Thanks to a surprisingly large number of people (I thank each and every one of you), the University of Reading had an exhibit that received a nice shiny medal (see earlier post).
I am pleased to report that the exhibit was well received. A cabinet minister, a member of the royal family, and a celebrity or two popped over to say nice things, but best of all, quite literally hundreds and hundreds of garden enthusiasts came and found themselves shocked at the thought that the exhibit would need to be mown. The looks of horror were priceless.

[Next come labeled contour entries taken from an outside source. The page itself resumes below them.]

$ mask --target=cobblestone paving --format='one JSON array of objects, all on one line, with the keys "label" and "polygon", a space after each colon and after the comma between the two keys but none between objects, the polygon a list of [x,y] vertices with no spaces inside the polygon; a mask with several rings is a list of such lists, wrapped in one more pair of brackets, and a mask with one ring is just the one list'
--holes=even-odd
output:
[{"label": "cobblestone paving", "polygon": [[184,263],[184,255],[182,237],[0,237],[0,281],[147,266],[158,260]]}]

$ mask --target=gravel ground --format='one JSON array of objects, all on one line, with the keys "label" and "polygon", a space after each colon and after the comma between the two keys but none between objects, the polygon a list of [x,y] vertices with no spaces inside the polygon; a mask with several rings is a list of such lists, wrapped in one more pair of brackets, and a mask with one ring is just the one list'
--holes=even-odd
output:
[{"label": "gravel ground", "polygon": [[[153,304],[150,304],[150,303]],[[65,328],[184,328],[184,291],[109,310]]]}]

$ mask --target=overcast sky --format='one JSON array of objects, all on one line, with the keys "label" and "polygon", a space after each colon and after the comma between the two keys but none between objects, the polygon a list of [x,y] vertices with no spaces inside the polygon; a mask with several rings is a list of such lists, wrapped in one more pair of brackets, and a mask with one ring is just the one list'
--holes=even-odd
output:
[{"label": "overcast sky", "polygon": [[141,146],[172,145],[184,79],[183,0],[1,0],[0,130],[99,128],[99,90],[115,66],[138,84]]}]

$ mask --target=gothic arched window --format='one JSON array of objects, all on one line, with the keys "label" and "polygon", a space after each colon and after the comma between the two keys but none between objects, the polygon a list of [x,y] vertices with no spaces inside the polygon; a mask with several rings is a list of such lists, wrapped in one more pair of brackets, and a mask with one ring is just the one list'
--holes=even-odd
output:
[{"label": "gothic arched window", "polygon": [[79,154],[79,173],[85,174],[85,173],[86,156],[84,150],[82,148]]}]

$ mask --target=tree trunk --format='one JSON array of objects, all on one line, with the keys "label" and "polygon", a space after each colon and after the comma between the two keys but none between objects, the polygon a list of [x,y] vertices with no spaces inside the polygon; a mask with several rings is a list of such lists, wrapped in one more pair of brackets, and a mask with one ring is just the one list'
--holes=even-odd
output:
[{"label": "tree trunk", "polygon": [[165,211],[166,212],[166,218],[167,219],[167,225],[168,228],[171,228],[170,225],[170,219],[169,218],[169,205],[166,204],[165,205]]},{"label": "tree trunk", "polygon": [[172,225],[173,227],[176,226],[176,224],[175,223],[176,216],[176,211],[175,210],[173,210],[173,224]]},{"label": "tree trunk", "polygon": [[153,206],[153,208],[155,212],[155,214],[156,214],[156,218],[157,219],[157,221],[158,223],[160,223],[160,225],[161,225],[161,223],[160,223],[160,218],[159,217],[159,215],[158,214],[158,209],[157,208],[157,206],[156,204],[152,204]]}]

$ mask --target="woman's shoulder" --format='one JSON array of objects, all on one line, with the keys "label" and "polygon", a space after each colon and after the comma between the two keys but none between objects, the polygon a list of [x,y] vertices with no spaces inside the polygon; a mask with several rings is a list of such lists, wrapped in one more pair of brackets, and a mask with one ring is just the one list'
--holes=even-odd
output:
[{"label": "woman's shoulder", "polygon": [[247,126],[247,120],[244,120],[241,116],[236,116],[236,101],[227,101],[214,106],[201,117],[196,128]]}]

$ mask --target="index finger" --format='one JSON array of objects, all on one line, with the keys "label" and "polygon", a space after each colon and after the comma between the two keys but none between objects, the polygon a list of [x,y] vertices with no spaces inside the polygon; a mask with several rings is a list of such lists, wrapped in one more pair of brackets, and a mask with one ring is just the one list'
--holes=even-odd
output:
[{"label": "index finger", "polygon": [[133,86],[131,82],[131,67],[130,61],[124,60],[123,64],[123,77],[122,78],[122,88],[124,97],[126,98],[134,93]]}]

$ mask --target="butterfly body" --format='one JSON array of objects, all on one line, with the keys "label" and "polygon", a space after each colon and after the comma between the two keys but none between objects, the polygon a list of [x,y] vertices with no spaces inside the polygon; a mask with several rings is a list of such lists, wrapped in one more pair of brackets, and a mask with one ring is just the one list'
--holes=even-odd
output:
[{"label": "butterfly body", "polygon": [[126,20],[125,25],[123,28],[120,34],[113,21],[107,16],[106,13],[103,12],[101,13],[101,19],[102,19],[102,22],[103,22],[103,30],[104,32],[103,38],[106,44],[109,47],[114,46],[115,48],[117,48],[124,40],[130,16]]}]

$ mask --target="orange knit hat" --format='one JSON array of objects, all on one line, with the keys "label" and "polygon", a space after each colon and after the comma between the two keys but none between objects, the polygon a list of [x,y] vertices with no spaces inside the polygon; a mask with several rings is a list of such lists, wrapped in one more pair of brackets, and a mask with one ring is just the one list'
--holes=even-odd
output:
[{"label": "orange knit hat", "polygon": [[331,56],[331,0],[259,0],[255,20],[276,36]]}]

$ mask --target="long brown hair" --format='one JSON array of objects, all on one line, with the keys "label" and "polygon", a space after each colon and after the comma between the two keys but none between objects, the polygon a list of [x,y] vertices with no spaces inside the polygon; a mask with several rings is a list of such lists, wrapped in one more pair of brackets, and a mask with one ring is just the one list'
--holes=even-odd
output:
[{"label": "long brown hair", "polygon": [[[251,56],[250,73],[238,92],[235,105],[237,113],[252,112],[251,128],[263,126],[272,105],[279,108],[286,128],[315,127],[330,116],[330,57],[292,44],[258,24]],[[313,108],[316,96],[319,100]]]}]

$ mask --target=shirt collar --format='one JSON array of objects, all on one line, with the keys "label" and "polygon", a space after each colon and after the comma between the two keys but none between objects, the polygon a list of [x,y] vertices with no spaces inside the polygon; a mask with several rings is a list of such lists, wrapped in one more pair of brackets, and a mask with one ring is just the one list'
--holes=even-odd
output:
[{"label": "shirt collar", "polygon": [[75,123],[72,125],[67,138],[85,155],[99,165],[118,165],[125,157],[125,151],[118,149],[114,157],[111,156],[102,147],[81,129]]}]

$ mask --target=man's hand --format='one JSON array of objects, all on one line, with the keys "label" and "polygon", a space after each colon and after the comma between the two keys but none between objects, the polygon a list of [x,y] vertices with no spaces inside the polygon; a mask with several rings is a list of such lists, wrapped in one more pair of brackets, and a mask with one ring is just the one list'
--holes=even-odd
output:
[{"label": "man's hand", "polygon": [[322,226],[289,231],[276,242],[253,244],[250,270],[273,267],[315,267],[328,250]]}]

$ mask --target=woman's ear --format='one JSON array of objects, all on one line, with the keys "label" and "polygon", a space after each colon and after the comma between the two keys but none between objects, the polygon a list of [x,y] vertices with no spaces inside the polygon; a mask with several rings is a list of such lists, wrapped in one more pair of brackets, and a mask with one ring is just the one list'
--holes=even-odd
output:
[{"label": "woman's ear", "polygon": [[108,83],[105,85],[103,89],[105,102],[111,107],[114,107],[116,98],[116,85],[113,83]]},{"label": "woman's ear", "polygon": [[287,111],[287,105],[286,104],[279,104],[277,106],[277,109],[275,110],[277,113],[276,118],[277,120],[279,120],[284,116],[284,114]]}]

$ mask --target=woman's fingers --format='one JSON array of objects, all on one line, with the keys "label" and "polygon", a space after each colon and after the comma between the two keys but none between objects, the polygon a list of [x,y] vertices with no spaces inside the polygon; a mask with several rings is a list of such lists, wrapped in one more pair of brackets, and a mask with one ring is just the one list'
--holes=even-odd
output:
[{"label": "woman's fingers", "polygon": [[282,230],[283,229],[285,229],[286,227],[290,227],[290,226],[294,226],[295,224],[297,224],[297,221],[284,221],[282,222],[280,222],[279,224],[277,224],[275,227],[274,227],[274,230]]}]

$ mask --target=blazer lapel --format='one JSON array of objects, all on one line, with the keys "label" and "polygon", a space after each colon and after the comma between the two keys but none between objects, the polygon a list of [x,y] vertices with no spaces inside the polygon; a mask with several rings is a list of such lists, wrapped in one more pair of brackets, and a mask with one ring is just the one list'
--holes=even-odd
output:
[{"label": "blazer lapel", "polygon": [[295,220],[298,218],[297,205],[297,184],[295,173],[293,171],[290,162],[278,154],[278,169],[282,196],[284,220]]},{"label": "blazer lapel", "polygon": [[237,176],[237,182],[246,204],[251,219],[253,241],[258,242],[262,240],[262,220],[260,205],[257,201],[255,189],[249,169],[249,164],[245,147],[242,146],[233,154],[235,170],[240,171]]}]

Quizzical and sceptical frowns followed as the (possibly) deceptively simple technique of mowing and its effect was explained. How it modulates the plant size and light environment in a grass-free lawn to produce garden gorgeousness. The looks of horror were soon replaced by surprised realisation and enlightened understanding, and to my utter delight, by people instantly saying ‘one of those would look good in our garden’.
I haven’t had so much fun in ages. I just wish that the wretched ‘Chelsea Cough’ hadn’t found me on the very first day and set in for the week. Fighting off a cold during Chelsea week was surprisingly hard going. A hundred blessings on the inventors of kleenex balsam tissue and the mighty strepsil (for cough) lozenge.
I must say I wish lawn gardening success to the lovely lady who came back so enthusiastically five times to the exhibit, and to all those who gave 3 minutes of their time to complete the questionnaire.
To the lawn traditionalist who said there was only one ‘proper’ lawn on the stand, and pointing to the grass-free lawn said ‘and that isn’t it!’ I salute you. You warmed the cockles of my heart on a very cold and wet day.
I can exclusively report that by the end of the week all the Chelsea gnomes were tired but happy and they all went sleepily home to gnome land and were in bed by 11 O’clock or thereabouts.